Marolles parecía algo incómodo con la orden.
—¿Está seguro, general?
—¡Claro que lo estoy! —A Gatinois le molestó la pregunta—. ¡Y también estoy seguro de que no quiero que me convoquen al Palacio del Elíseo para explicarle al presidente por qué se ha puesto en peligro el mayor secreto de Francia durante mi mandato!
Domingo
E
l domingo por la noche el campamento de la abadía de Ruac era un lugar melancólico.
La mayoría del equipo había recogido sus pertenencias y se había marchado a lo largo de la mañana; Luc y Sara se habían ido a mediodía para tomar un vuelo a Londres. Tan solo quedaba el personal mínimo necesario para cerrar la cueva.
Durante quince días, el campamento había sido un hervidero de actividad científica, una zona cero en el mundo de la arqueología paleolítica. Había rebosado de emoción, se había convertido en el lugar donde todo el mundo quería estar. En ese momento estaba vacío y era un poco triste.

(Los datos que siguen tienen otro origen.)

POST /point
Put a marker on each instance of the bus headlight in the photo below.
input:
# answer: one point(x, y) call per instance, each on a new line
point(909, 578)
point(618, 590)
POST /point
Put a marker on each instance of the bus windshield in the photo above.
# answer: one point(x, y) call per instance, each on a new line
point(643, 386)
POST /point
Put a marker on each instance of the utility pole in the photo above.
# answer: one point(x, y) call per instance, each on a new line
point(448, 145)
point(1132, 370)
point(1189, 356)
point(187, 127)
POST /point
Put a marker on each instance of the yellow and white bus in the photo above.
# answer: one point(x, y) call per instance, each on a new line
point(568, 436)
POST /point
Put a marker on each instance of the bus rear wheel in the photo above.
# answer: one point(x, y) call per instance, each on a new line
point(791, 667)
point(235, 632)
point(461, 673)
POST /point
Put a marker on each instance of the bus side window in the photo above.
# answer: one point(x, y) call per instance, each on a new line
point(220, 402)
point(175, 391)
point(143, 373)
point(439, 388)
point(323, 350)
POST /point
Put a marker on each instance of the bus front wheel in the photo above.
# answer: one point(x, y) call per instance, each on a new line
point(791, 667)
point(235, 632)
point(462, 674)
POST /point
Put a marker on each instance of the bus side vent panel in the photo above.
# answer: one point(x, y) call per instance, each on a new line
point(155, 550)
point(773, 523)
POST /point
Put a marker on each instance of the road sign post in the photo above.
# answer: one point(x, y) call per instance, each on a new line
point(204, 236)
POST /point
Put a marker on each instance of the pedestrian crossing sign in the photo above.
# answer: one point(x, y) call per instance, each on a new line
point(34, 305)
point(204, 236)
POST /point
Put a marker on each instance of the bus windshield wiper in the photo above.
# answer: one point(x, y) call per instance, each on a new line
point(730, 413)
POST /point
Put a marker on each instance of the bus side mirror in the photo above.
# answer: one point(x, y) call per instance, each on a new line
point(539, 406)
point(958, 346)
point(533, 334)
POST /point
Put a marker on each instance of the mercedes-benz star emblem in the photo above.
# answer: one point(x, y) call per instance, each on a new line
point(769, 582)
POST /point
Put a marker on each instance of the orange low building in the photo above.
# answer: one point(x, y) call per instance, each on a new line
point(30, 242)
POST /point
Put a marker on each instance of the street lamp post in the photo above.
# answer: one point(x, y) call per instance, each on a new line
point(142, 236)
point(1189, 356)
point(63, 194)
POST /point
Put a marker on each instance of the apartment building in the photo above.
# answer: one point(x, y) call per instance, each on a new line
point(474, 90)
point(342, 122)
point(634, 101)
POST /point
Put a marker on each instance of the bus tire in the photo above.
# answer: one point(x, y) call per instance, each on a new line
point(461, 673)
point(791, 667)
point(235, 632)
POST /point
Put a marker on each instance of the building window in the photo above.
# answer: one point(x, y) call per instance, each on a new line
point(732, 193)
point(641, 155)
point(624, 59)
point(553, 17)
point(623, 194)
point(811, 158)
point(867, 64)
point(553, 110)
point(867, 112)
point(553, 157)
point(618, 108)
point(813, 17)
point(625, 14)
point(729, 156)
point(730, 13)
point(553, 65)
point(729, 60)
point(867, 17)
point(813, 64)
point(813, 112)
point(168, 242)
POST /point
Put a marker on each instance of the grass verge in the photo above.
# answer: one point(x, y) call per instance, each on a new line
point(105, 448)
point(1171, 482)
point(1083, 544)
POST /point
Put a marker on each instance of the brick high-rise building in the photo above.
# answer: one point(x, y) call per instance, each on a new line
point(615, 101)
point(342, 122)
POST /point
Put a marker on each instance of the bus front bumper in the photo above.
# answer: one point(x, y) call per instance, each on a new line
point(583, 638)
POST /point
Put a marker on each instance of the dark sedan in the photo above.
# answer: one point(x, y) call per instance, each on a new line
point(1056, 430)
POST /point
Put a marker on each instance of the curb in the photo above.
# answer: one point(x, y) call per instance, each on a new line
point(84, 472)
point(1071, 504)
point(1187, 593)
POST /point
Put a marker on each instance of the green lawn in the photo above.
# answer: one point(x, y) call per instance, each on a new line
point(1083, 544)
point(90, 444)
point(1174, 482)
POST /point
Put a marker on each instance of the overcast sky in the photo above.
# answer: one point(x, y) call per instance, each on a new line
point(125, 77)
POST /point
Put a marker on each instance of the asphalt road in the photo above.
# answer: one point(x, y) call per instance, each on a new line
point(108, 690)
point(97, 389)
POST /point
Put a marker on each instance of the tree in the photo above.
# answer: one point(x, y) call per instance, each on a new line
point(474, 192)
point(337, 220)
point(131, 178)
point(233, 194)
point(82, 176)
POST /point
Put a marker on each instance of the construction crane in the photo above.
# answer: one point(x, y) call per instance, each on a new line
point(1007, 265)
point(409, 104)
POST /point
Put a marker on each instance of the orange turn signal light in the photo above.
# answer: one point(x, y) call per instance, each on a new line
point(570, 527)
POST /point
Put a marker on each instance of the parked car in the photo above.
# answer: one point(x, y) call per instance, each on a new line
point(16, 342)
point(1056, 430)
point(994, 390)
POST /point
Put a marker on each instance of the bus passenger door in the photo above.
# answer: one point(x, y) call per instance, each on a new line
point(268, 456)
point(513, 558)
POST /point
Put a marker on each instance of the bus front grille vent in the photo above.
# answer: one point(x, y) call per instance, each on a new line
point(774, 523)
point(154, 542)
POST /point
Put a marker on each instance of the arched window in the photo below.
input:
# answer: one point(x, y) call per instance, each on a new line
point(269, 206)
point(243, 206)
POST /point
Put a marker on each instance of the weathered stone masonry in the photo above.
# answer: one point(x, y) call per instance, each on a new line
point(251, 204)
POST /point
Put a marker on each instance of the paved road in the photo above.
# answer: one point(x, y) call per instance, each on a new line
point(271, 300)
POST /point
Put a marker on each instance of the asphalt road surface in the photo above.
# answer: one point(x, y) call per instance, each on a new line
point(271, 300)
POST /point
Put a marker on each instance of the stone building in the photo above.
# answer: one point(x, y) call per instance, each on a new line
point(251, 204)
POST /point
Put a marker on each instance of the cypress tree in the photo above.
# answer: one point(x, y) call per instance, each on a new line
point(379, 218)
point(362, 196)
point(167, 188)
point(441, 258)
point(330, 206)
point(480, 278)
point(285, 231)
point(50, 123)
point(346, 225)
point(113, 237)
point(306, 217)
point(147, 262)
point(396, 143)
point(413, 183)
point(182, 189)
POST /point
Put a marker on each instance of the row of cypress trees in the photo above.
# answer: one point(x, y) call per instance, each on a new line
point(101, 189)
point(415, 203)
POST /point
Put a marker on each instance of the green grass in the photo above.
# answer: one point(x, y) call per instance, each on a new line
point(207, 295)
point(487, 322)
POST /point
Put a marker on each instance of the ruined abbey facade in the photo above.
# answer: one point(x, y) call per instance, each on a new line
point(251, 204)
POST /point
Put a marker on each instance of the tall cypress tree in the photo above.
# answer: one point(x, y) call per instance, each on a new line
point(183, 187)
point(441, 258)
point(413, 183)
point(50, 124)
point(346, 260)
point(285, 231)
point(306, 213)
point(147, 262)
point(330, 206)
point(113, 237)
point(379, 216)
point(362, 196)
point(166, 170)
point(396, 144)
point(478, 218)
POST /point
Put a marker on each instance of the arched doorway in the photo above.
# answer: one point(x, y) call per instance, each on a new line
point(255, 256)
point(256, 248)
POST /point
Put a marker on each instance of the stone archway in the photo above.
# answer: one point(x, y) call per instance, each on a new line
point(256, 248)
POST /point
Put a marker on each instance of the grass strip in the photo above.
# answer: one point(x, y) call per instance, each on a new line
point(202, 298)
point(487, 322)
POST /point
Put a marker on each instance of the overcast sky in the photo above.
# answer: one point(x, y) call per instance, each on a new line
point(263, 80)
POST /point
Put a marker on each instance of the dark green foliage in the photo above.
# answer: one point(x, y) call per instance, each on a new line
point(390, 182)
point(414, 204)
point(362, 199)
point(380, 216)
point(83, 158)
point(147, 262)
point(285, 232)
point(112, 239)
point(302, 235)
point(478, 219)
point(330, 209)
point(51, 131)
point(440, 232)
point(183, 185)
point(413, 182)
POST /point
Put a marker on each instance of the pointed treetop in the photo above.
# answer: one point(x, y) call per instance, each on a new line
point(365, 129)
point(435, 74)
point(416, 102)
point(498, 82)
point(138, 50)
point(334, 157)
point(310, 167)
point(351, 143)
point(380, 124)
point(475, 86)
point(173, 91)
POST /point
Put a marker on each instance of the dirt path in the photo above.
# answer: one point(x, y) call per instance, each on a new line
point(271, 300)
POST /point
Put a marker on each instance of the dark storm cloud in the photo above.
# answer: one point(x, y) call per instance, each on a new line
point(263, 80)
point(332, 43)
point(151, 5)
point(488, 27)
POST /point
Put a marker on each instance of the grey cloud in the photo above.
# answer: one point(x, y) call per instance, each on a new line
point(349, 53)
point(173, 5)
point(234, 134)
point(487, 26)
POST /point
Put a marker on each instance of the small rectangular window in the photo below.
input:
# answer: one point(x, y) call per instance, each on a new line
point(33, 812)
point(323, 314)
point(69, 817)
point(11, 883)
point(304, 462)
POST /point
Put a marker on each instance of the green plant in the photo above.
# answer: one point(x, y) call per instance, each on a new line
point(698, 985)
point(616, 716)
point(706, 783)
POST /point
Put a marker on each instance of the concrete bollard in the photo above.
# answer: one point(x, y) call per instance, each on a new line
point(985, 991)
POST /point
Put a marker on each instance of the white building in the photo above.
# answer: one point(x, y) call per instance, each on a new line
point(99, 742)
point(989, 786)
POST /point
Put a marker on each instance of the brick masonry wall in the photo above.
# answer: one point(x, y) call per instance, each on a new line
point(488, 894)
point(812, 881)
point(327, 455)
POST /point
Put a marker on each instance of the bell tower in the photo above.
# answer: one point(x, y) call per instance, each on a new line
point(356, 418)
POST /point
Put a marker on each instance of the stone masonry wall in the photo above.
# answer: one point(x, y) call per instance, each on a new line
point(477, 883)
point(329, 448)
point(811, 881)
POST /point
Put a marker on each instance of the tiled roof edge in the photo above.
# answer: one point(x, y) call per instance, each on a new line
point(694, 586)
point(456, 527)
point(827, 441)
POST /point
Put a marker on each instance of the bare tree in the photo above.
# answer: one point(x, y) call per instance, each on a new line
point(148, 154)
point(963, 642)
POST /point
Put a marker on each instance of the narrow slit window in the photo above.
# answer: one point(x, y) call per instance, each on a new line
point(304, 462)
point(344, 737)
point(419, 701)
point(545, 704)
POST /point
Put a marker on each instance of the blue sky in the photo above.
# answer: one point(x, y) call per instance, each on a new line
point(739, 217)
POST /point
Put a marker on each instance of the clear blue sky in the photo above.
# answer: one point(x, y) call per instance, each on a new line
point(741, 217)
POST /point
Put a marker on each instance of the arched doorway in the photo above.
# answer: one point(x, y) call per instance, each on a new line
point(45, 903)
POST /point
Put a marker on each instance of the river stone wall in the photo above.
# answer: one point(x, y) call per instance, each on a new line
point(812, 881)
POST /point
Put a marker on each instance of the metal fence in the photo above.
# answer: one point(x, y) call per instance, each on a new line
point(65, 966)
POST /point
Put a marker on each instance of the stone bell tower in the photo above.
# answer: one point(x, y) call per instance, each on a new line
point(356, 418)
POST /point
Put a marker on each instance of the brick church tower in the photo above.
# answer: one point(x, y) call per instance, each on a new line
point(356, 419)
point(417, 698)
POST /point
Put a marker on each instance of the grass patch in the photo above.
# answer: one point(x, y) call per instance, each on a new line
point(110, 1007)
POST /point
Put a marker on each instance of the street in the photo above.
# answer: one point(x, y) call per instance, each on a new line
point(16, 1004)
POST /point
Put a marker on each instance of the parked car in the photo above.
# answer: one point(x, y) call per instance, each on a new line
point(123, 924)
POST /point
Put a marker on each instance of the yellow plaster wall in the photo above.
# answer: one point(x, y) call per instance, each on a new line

Jeremy y Pierre eran los encargados de limpiarlo todo y estaban al mando de un grupo de cuatro estudiantes universitarios que se morían de ganas de volver a los bares y clubes de Burdeos. El único científico importante que quedaba era Elizabeth Coutard, que estaba preparando un protocolo de control medioambiental para evaluar las condiciones en el interior de la cueva durante el período en que estuviera cerrada.
El cocinero también se había ido, por lo que la calidad de las comidas no era muy buena. Después de una cena en la que cada uno había tenido que buscarse la vida, Jeremy y Pierre se dirigieron a la oficina para guardarlo todo en cajas y se llevaron un par de cervezas.
Bien entrada la noche, Pierre vio algo con el rabillo del ojo. Se irguió y volvió la cabeza hacia la pantalla del ordenador.
—¿Has visto eso? —preguntó.
Jeremy parecía aburrido.
—¿Si he visto qué?
—¡Creo que hay alguien en la cueva!
—No puede ser —dijo Jeremy entre bostezos—. Está cerrada a cal y canto.
Pierre se puso en pie, apretó el botón de repetición del programa de vigilancia y retrasó el reloj treinta segundos.
—Mira, ven.
Observaron la grabación.
Apareció un hombre con una mochila, y la cueva estaba bien iluminada.
—¡Joder! —exclamó Pierre—. ¡Está en la Sala 9 y se dirige a la 10! ¡Marca el 17! ¡Avisa a la policía! ¡Date prisa! ¡Voy a bajar!
—No es buena idea —se apresuró a decir Jeremy—. ¡No lo hagas!
Pierre cogió un martillo que había en la mesa y se precipitó hacia la puerta.
—¡Tú llama!
Pierre tenía el coche junto a la caravana, por lo que no tardó nada en arrancar y salir disparado hacia la cueva. Jeremy escuchó el rugido agudo del motor que se apagó al alejarse.
Miró el monitor del ordenador, hecho un manojo de nervios. O el intruso se había ido, o estaba en un ángulo muerto fuera del alcance de las cámaras.
Cogió el teléfono, marcó el 1 y acto seguido todo se volvió negro.
Pierre bajó rápidamente por la escalera del acantilado, aprovechando sus cualidades atléticas para saltar varios peldaños de golpe; llevaba el martillo ceñido al cinturón.
La puerta estaba abierta de par en par; las luces interiores, encendidas. Nunca había entrado en la cueva sin el equipo de protección, pero no tenía tiempo para las medidas de precaución. Entró y cogió el martillo del cinturón.
Pierre había sido un futbolista bastante bueno en la escuela; cruzó la cueva corriendo y sin perder el equilibrio a pesar del piso irregular. Atravesó las salas, las pinturas rupestres difuminadas en su visión periférica. Tuvo la ilusión óptica de que corría entre una manada de animales, entrando y saliendo, evitando pezuñas y garras.
Cuando llegó a la Sala 9 estaba sumamente alterado. No había ni rastro del intruso.
Tenía que estar en la Sala 10.
A Pierre nunca le había resultado fácil recorrer a gatas el estrecho conducto. Tenía las piernas demasiado largas para agacharse cómodamente. Intentó no hacer ruido y rezó para no chocar con el hombre en mitad del túnel: una pesadilla claustrofóbica.